Metadata-Version: 2.4
Name: edm98
Version: 0.1.0
Summary: EDM-98 dataset package with optional EDMFormer inference tooling
Author: Sahal Sajeer Kalandan
License: CC-BY-4.0
Project-URL: Homepage, https://github.com/25ohms/EDM-98
Project-URL: Repository, https://github.com/25ohms/EDM-98
Project-URL: Issues, https://github.com/25ohms/EDM-98/issues
Project-URL: Paper, https://arxiv.org/abs/2603.08759
Keywords: music,dataset,edm,structure-analysis,audio
Classifier: Development Status :: 3 - Alpha
Classifier: Intended Audience :: Developers
Classifier: Intended Audience :: Science/Research
Classifier: Programming Language :: Python :: 3
Classifier: Programming Language :: Python :: 3.10
Classifier: Programming Language :: Python :: 3.11
Classifier: Programming Language :: Python :: 3.12
Classifier: Topic :: Multimedia :: Sound/Audio :: Analysis
Classifier: Topic :: Scientific/Engineering :: Artificial Intelligence
Requires-Python: >=3.10
Description-Content-Type: text/markdown
License-File: LICENSE
License-File: src/edm98/resources/LICENSE
Provides-Extra: dev
Requires-Dist: pytest>=8.0; extra == "dev"
Requires-Dist: ruff>=0.11.0; extra == "dev"
Requires-Dist: PyYAML>=6.0; extra == "dev"
Provides-Extra: inference
Requires-Dist: PyYAML>=6.0; extra == "inference"
Requires-Dist: torch>=2.4.0; extra == "inference"
Requires-Dist: librosa>=0.11.0; extra == "inference"
Requires-Dist: omegaconf>=2.3.0; extra == "inference"
Requires-Dist: safetensors>=0.5.3; extra == "inference"
Requires-Dist: x-transformers>=2.4.14; extra == "inference"
Requires-Dist: scipy>=1.15.0; extra == "inference"
Provides-Extra: ui
Requires-Dist: gradio>=5.0; extra == "ui"
Dynamic: license-file

# EDM-98

`EDM-98` packages the EDM-98 dataset and an optional EDMFormer-based inference stack for local experimentation, app development, and downstream tooling.

## What Is Included

- the canonical EDM-98 label artifact packaged with the module
- canonical split files packaged with the module
- a lightweight Python package for dataset loading and validation
- an optional inference pipeline for EDMFormer
- a CLI for validation, prediction, cache warming, and demo launch
- a Gradio app with a waveform timeline and color-coded section predictions

## Dataset

EDM-98 was created from a curated 98-song set with Rekordbox cue-point labeling. The original dataset artifact was created as JSON and later converted to JSONL to match the label-file format expected by the SongFormer architecture.

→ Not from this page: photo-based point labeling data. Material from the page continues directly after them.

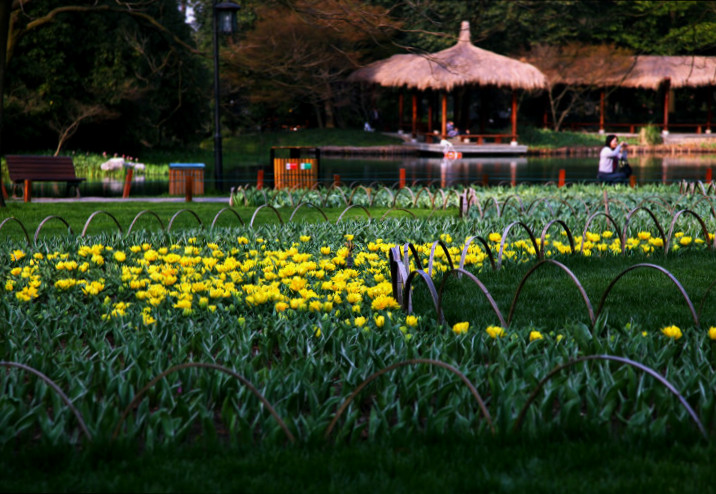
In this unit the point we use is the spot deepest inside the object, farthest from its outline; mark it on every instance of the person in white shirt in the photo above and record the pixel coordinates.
(609, 157)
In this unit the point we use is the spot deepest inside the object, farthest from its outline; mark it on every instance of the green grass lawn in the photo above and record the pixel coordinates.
(425, 465)
(594, 427)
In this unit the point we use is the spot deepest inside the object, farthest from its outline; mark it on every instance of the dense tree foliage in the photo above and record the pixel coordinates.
(115, 75)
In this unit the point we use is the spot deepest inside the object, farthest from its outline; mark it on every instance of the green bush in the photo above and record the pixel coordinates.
(650, 135)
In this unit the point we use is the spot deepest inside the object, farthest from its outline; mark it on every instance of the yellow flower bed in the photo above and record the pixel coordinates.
(351, 282)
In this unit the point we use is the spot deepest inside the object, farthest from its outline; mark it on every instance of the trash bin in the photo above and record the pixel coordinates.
(295, 167)
(178, 173)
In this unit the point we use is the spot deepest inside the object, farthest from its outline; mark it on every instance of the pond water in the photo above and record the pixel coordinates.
(435, 171)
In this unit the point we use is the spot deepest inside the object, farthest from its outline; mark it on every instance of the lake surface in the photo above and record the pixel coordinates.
(436, 171)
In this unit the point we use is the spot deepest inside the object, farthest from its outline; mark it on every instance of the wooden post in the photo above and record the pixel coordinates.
(430, 114)
(667, 87)
(127, 182)
(27, 193)
(709, 98)
(514, 115)
(188, 186)
(414, 118)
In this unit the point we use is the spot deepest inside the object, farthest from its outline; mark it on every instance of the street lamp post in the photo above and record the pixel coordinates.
(224, 21)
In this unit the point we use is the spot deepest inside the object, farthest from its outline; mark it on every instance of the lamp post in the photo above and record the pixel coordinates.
(224, 21)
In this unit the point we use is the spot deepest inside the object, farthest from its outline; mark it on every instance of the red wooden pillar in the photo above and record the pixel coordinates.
(667, 87)
(188, 186)
(127, 182)
(27, 191)
(415, 115)
(443, 123)
(430, 115)
(514, 115)
(260, 180)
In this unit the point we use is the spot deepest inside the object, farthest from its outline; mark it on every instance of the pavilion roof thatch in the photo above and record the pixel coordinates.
(650, 71)
(633, 71)
(460, 65)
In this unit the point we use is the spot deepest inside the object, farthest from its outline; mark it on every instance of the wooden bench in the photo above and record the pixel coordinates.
(25, 169)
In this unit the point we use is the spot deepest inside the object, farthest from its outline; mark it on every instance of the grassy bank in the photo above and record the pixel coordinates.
(442, 464)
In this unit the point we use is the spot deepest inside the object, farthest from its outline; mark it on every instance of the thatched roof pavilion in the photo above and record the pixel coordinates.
(463, 64)
(651, 72)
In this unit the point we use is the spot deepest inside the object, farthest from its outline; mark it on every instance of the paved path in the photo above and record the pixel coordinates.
(119, 199)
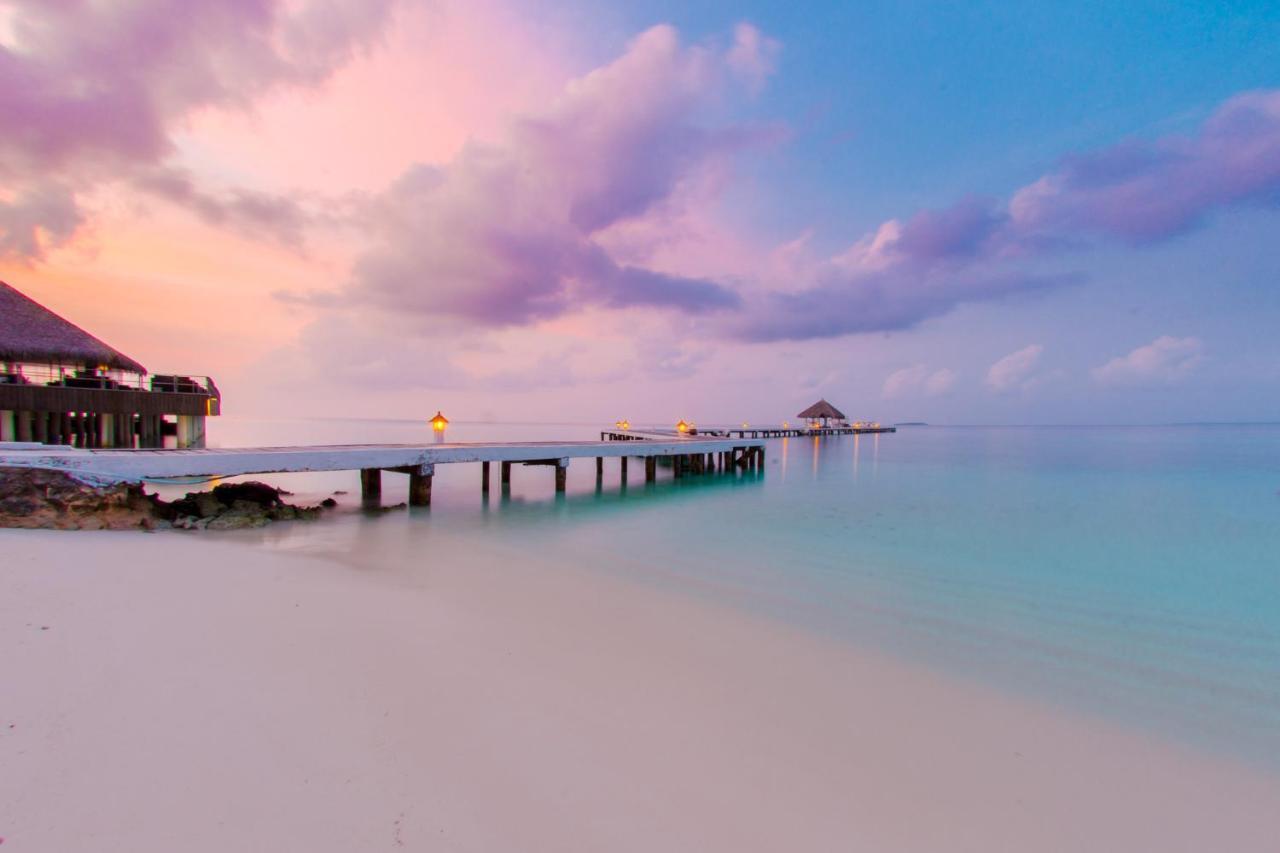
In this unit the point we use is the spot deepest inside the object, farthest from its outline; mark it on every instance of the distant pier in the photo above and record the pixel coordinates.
(688, 456)
(743, 432)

The dataset and split files are loaded from packaged resources inside `edm98`, under `src/edm98/resources/`. That packaged copy is the canonical source used by the Python API and PyPI distribution.

The primary labels exposed by the EDMFormer setup are:

- `intro`
- `buildup`
- `drop`
- `breakdown`
- `outro`
- `silence`

Each packaged dataset record currently includes:

- `id`: the Deezer track identifier used as the canonical record ID
- `labels`: a strictly increasing list of `[time, label]` pairs terminated by `end`
- `file_path`: the original filename used during labeling when available

For local preprocessing and training, the canonical audio contract is that each downloaded song is stored as `<deezer_id>.<ext>`, for example `1060564312.mp3`. `file_path` is preserved as provenance metadata, not as the primary lookup key.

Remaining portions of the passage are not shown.